The voice assistant system according to claim 22, wherein after switching to the speech radio mode, the signal processor uses the high power consumption component to perform the audio processing on the analog sound signal.

The voice assistant system according to claim 22, wherein the high power consumption component includes an analog-to-digital converter, a digital signal processor, a power amplifier, or a combination thereof.

The voice assistant system according to claim 18, which further includes a wireless transceiver, the wireless transceiver is coupled to the signal processor and establishes a wireless communication link with the terminal device, so as to operate on the speech radio The processed digital audio data generated by the signal processor in the mode is transmitted to the terminal device.

The voice assistant system according to claim 18, wherein the signal processor includes: a voice recognition circuit that performs feature extraction on the analog sampled voltage based on an artificial neural network to determine whether the key is detected word.

The voice assistant system according to claim 27, wherein the signal processor further includes: an analog sampling circuit, coupled to the microphone module, to sample the analog sound signal to generate a plurality of analog sampling voltages; and an analog A memory, coupled to the analog sampling circuit, records the analog sampling voltage.

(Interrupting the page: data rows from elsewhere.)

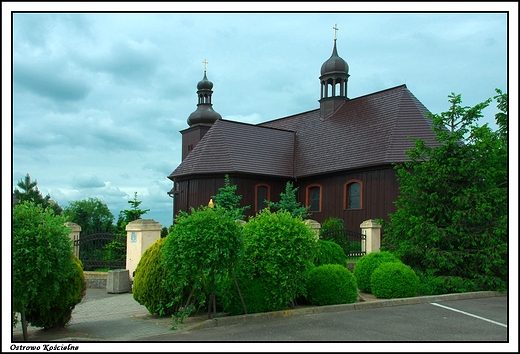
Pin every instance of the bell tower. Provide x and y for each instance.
(333, 80)
(201, 120)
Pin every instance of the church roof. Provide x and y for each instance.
(366, 131)
(233, 147)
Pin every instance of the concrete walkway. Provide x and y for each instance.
(108, 317)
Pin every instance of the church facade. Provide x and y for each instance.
(339, 155)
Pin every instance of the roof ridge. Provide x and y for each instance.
(391, 136)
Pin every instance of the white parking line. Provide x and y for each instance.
(469, 314)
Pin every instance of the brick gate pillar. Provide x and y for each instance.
(372, 231)
(141, 234)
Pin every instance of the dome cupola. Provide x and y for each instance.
(204, 114)
(333, 80)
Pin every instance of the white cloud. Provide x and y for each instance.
(101, 98)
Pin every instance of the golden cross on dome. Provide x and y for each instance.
(335, 28)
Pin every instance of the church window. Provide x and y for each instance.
(313, 198)
(261, 195)
(353, 195)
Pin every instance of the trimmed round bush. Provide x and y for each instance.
(331, 284)
(72, 290)
(148, 288)
(329, 252)
(367, 264)
(394, 280)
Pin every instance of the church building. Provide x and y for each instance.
(338, 155)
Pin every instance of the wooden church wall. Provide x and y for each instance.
(379, 192)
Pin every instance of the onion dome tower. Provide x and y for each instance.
(333, 79)
(201, 120)
(204, 114)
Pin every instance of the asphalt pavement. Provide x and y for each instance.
(117, 318)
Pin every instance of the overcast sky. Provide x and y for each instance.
(99, 98)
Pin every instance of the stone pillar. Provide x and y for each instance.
(372, 231)
(315, 226)
(74, 236)
(141, 234)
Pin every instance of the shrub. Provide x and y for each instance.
(41, 254)
(329, 252)
(202, 249)
(279, 249)
(149, 288)
(367, 264)
(331, 284)
(394, 280)
(72, 290)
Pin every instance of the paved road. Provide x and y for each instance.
(118, 323)
(471, 320)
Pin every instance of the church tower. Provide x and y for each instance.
(202, 118)
(333, 79)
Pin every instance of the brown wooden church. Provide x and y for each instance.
(339, 155)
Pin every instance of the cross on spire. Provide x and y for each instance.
(335, 28)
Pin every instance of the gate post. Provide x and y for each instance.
(372, 231)
(74, 236)
(141, 234)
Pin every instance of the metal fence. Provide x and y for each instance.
(102, 250)
(353, 243)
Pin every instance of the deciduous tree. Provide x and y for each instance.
(451, 218)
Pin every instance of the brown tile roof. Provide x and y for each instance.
(241, 148)
(365, 131)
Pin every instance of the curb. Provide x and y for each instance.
(379, 303)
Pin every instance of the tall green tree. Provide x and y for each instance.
(42, 258)
(289, 203)
(29, 192)
(229, 200)
(128, 215)
(91, 214)
(452, 210)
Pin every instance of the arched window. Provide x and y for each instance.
(353, 194)
(313, 198)
(262, 193)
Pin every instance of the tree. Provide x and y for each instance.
(288, 202)
(42, 258)
(451, 218)
(91, 214)
(228, 199)
(30, 192)
(128, 215)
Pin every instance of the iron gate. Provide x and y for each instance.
(102, 250)
(353, 243)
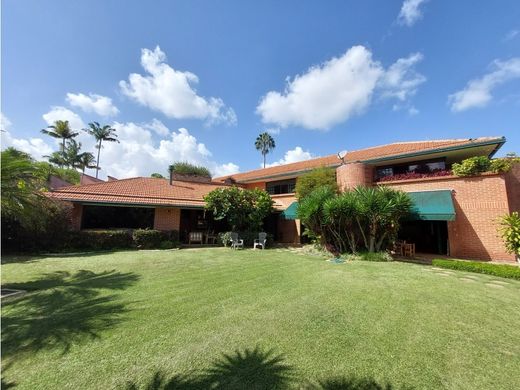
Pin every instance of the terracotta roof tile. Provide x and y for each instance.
(356, 155)
(139, 190)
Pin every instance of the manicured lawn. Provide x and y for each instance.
(283, 319)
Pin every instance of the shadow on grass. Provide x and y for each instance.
(61, 309)
(256, 370)
(251, 369)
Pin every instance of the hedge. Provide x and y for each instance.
(501, 270)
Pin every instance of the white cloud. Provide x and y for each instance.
(98, 104)
(171, 91)
(333, 92)
(294, 155)
(61, 113)
(478, 92)
(36, 147)
(401, 80)
(410, 12)
(138, 154)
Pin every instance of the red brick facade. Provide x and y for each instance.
(167, 218)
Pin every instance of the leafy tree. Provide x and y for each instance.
(265, 144)
(60, 129)
(101, 133)
(244, 209)
(510, 231)
(318, 177)
(185, 168)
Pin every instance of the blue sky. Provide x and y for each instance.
(199, 80)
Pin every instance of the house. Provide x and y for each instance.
(456, 216)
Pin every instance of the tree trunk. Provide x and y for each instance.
(97, 161)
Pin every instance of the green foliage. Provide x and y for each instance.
(510, 231)
(185, 168)
(244, 209)
(265, 144)
(148, 238)
(248, 237)
(319, 177)
(368, 216)
(500, 270)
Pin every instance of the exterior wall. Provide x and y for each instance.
(513, 188)
(354, 174)
(479, 203)
(77, 214)
(167, 218)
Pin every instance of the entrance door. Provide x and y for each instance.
(428, 236)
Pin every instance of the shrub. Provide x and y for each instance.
(185, 168)
(471, 166)
(99, 239)
(510, 231)
(501, 270)
(148, 238)
(319, 177)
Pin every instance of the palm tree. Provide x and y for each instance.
(60, 129)
(264, 143)
(105, 133)
(86, 160)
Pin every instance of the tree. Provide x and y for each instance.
(60, 129)
(318, 177)
(265, 144)
(101, 133)
(244, 209)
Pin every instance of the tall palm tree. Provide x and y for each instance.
(105, 133)
(86, 160)
(264, 143)
(60, 129)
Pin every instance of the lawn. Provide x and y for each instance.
(198, 318)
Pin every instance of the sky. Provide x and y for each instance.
(197, 81)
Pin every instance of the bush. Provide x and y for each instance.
(248, 237)
(471, 166)
(148, 238)
(504, 271)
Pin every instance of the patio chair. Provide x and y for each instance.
(195, 237)
(236, 242)
(260, 241)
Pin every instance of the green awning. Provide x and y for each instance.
(290, 212)
(432, 206)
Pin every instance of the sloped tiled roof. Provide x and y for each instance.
(139, 190)
(375, 152)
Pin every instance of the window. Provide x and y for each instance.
(281, 187)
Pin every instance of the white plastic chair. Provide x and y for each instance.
(236, 242)
(262, 239)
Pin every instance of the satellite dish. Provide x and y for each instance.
(342, 155)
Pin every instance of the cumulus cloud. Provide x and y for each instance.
(478, 92)
(138, 154)
(61, 113)
(101, 105)
(401, 80)
(410, 12)
(294, 155)
(171, 91)
(333, 92)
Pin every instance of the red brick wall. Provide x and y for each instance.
(354, 174)
(479, 202)
(513, 188)
(77, 212)
(167, 218)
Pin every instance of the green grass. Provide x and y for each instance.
(255, 319)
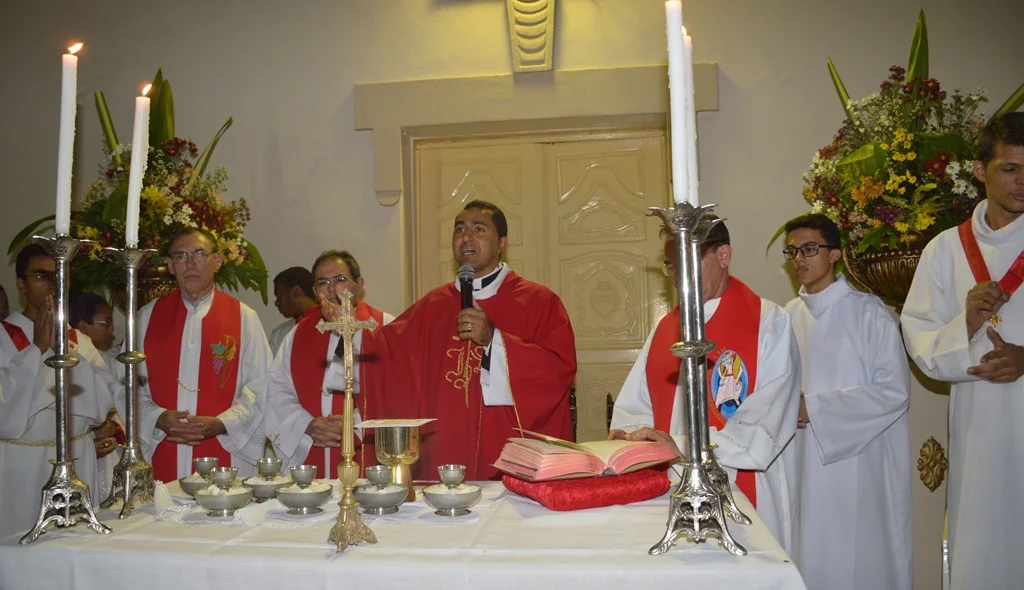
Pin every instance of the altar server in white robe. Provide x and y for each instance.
(964, 323)
(303, 421)
(853, 527)
(202, 347)
(752, 421)
(28, 429)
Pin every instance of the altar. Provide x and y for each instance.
(508, 542)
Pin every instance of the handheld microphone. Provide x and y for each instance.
(466, 274)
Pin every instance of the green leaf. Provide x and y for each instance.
(108, 125)
(24, 235)
(867, 160)
(918, 65)
(1012, 103)
(117, 204)
(844, 96)
(204, 158)
(778, 234)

The voice assistant system according to claim 28, wherein the analog memory includes a charge coupled device (CCD) memory or a phase-change memory (PCM).

The voice assistant system according to claim 27, wherein the voice recognition circuit determines whether a plurality of first sampled voltages in the analog sampled voltage match the first syllable of the keyword based on the artificial neural network, wherein , In response to determining based on the artificial neural network that the first sampled voltage in the analog sampled voltage matches the first syllable of the keyword, the language The sound recognition circuit determines whether multiple second sample voltages in the analog sample voltage match the second syllable of the keyword based on the artificial neural network.

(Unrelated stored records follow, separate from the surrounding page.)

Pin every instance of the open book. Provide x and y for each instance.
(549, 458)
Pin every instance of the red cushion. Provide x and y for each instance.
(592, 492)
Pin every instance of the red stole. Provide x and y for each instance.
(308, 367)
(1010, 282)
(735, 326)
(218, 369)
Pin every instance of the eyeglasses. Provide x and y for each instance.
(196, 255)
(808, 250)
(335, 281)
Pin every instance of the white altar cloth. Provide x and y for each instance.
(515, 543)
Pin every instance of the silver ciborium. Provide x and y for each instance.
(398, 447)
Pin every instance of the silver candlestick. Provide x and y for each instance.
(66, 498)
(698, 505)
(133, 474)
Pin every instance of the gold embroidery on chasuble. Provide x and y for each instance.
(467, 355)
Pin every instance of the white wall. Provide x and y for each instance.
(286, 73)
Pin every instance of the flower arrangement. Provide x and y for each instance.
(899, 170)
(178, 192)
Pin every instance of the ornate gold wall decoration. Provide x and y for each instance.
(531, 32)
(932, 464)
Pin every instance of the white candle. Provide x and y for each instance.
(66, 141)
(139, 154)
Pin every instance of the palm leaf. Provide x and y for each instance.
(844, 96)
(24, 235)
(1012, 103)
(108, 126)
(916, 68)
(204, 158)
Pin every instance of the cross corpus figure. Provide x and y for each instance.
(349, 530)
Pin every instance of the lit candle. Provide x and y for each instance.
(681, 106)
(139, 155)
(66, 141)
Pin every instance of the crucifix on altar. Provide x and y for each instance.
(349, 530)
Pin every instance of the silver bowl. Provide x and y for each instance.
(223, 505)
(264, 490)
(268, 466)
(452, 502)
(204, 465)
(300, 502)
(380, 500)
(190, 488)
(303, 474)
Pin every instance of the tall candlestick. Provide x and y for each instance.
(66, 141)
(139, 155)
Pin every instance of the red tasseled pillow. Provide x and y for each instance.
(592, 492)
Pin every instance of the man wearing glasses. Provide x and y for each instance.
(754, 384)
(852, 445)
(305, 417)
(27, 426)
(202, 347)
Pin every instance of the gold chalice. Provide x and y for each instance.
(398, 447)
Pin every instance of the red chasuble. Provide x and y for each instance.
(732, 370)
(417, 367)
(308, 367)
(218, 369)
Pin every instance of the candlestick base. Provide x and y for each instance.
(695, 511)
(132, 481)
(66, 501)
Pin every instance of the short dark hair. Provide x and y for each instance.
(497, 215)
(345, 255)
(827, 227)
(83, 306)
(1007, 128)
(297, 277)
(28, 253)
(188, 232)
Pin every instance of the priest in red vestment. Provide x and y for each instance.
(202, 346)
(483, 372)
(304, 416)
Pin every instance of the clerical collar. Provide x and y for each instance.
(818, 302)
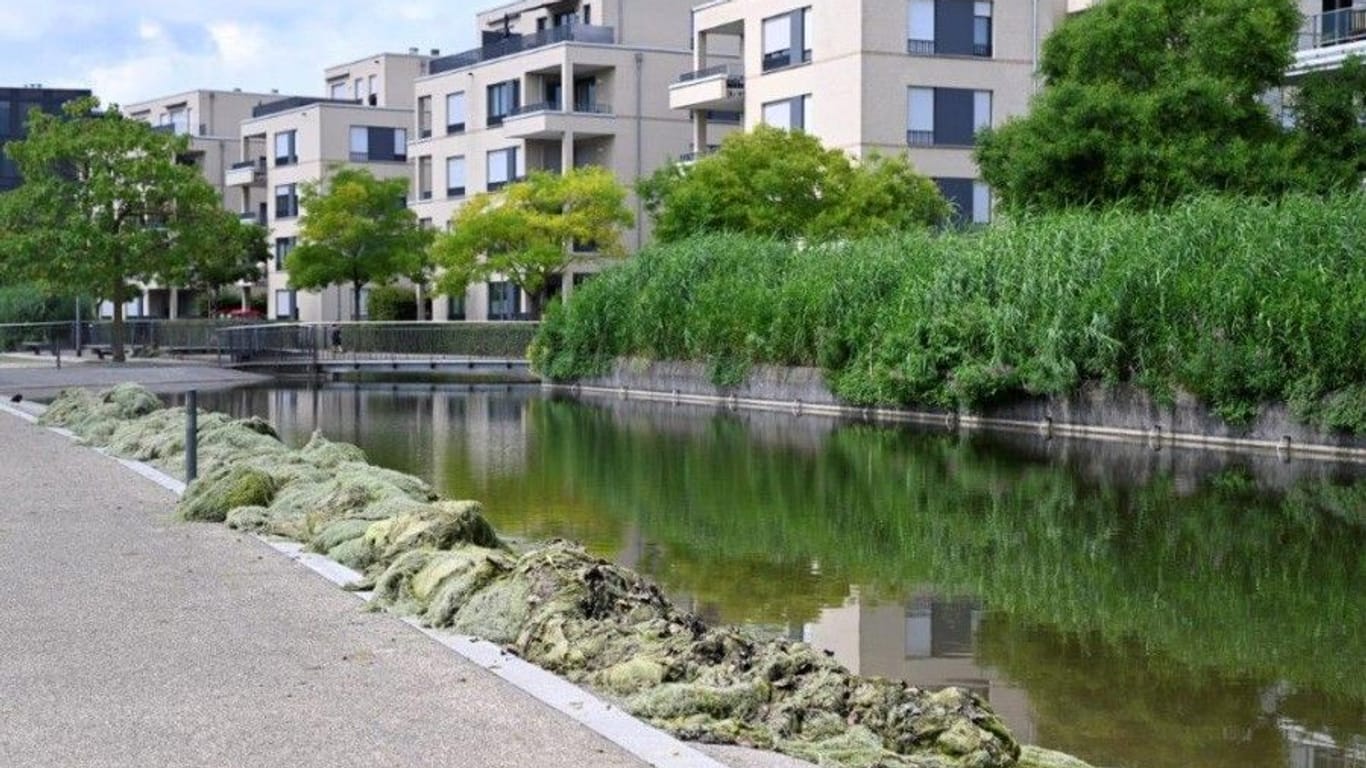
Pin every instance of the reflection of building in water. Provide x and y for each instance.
(926, 641)
(1309, 749)
(495, 433)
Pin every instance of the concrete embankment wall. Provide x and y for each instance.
(1115, 413)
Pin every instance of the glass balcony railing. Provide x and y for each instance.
(1333, 28)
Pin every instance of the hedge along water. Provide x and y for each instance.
(1235, 301)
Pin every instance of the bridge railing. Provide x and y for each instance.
(343, 342)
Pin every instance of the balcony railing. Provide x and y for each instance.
(521, 43)
(734, 74)
(582, 108)
(1333, 28)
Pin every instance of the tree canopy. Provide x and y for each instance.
(527, 230)
(787, 185)
(1146, 101)
(105, 201)
(355, 228)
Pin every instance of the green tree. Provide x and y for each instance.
(226, 252)
(1148, 101)
(527, 230)
(104, 202)
(1331, 126)
(357, 230)
(786, 185)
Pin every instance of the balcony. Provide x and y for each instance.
(1327, 40)
(715, 88)
(515, 44)
(547, 120)
(246, 174)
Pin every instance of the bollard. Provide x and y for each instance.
(191, 435)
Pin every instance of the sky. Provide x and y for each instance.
(130, 51)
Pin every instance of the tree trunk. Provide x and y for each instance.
(116, 330)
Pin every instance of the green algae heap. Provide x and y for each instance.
(553, 604)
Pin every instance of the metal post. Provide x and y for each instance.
(191, 435)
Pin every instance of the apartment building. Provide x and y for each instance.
(553, 86)
(286, 144)
(915, 77)
(211, 119)
(15, 104)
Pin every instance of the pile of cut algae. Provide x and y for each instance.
(553, 604)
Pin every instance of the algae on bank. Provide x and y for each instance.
(553, 604)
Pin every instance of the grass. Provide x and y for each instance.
(1235, 301)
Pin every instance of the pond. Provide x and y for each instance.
(1137, 608)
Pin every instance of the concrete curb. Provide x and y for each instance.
(635, 737)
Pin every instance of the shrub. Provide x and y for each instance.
(1235, 301)
(392, 302)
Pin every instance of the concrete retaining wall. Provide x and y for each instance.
(1116, 413)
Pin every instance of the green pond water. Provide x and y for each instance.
(1138, 608)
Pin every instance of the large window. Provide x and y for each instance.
(788, 114)
(455, 176)
(945, 116)
(372, 144)
(286, 148)
(948, 28)
(787, 38)
(502, 168)
(424, 116)
(286, 201)
(503, 99)
(284, 305)
(455, 112)
(424, 178)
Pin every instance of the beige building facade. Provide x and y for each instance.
(552, 88)
(291, 142)
(892, 77)
(212, 120)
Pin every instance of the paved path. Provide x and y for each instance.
(129, 638)
(25, 376)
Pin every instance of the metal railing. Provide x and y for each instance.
(521, 43)
(734, 74)
(1333, 28)
(355, 342)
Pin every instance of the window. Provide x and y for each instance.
(282, 249)
(920, 28)
(784, 34)
(788, 114)
(286, 201)
(502, 168)
(373, 144)
(945, 116)
(502, 301)
(284, 305)
(424, 116)
(455, 112)
(920, 120)
(359, 144)
(455, 176)
(981, 28)
(286, 148)
(424, 178)
(971, 200)
(503, 100)
(948, 28)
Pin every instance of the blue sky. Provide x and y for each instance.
(134, 49)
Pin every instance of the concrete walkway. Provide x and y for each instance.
(129, 638)
(37, 376)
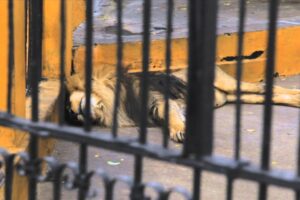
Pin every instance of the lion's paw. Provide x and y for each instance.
(177, 133)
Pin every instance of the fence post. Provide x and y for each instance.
(10, 139)
(202, 46)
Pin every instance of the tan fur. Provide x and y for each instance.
(103, 93)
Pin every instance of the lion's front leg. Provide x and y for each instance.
(77, 101)
(176, 117)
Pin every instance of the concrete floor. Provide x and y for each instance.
(105, 19)
(284, 145)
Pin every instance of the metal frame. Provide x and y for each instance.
(202, 45)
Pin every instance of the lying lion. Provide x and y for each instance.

The voice assistant system according to claim 30, wherein the voice recognition circuit uses the first neural network weight data to determine whether the first sampling voltage in the analog sampling voltage matches the first sampling voltage of the keyword And use the second neural network weight data to determine whether the second sampled voltage in the analog sampled voltage matches the second syllable of the keyword.

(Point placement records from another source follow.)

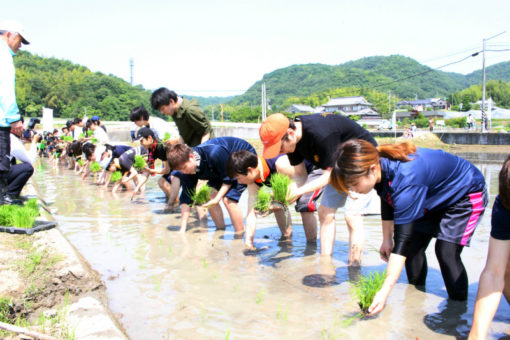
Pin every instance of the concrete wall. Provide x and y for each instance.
(474, 138)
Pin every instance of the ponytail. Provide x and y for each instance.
(397, 152)
(354, 158)
(504, 184)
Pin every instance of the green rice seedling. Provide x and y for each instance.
(139, 163)
(280, 184)
(263, 199)
(167, 136)
(23, 218)
(6, 214)
(33, 207)
(95, 167)
(366, 288)
(116, 176)
(203, 195)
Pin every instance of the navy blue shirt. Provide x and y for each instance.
(212, 164)
(500, 221)
(322, 135)
(431, 181)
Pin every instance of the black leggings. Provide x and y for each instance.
(448, 255)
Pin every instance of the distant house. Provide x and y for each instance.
(296, 108)
(425, 104)
(348, 105)
(401, 115)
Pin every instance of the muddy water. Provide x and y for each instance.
(163, 285)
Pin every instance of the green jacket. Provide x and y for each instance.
(192, 122)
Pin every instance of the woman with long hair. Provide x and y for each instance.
(424, 193)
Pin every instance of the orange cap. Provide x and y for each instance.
(271, 132)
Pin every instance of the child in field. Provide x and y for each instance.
(495, 278)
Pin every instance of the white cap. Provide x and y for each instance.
(15, 27)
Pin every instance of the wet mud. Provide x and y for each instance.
(165, 285)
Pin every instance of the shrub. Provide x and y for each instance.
(95, 167)
(263, 199)
(366, 288)
(280, 185)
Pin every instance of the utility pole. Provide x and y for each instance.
(484, 114)
(131, 65)
(264, 101)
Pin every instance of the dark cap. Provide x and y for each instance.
(144, 133)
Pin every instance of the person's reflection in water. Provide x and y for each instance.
(325, 278)
(449, 320)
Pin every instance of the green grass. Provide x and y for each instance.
(6, 309)
(140, 163)
(116, 176)
(19, 216)
(263, 199)
(203, 195)
(95, 167)
(280, 185)
(167, 136)
(366, 288)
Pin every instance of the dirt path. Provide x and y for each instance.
(47, 287)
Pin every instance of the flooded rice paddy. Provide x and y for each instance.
(201, 285)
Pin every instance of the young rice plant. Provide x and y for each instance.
(366, 288)
(263, 199)
(139, 164)
(203, 195)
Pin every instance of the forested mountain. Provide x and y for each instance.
(71, 90)
(403, 76)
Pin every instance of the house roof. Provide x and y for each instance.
(428, 101)
(301, 108)
(345, 101)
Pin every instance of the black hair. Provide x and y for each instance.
(88, 149)
(504, 184)
(239, 162)
(178, 154)
(139, 113)
(162, 97)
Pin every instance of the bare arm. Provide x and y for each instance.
(393, 270)
(492, 283)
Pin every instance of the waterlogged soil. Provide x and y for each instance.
(165, 285)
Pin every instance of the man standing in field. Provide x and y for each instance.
(12, 35)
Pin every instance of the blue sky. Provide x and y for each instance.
(222, 47)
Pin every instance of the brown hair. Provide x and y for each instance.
(354, 158)
(178, 154)
(504, 184)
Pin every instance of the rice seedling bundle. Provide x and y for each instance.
(280, 185)
(139, 163)
(263, 199)
(95, 167)
(116, 176)
(202, 195)
(366, 288)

The voice assistant system according to claim 27, wherein when the voice recognition circuit determines based on the artificial neural network that the analog sampling voltage matches the multiple syllables of the keyword in a specific order, the voice recognition circuit It is determined that the keyword is detected.

The voice assistant system according to claim 18, wherein the diaphragm is a pressure-sensitive membrane, and is used to generate vibration in response to sound produced in the throat.

The voice assistant system according to claim 18 further includes another diaphragm, and the size of the diaphragm is different from the another diaphragm.